# MEDIO FÍSICO > Embalses > Embalses - General >  Los comisarios de Aguas de las Confederaciones Hidrográficas se reúnen durante dos días en Ciudad Real

## Embalses

La sede de la Confederación Hidrográfica del Guadiana, situada en Ciudad Real, acoge entre ayer y hoy a los comisarios de aguas de las Confederaciones Hidrográficas del Ebro, Segura, Júcar, Guadalquivir, Guadiana, Tajo, Duero, Cantábrico y Miño-Sil .

Estos encuentros, coordinados por la Subdirección General de Gestión Integrada del Dominio Público hidráulico del Ministerio de Medio Ambiente, Medio Rural y Marino, se celebran periódicamente con el fin de armonizar aquellas actuaciones que la normativa hidráulica les encomienda, informó la Subdelegación de Gobierno en Ciudad Real.

Propuestas de otorgamiento de concesiones y autorizaciones referentes a las aguas y cauces de dominio público hidráulico, análisis y control de la calidad de las aguas continentales, Registro de Aguas y Catalogo de Aguas Privadas, constitución de Comunidades de Usuarios y aprobación de sus Reglamentos, y dirección de la Guardería Fluvial constituyen algunas de las funciones desempeñadas por los Comisarías de Aguas.

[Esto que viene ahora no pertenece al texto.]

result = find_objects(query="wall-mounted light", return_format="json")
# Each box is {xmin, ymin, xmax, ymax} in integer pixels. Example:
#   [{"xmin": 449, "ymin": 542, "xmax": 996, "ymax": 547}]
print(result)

La coordinación de estas unidades administrativas y la homogeneización de los procedimientos resultan elementos claves para alcanzar una mayor eficiencia en la resolución de todo tipo de expedientes y, fundamentalmente, para obtener una visión integral de los recursos hídricos a nivel nacional.

Durante esta última reunión se han abordado temas fundamentales, como los proyectos derivados del Real Decreto Ley 9/2008, correspondiente al Plan Español para el Estimulo de la Economía y el Empleo, agentes ambientales, el proyecto Alberca, aprovechamientos hidroeléctricos y la calidad ambiental.

----------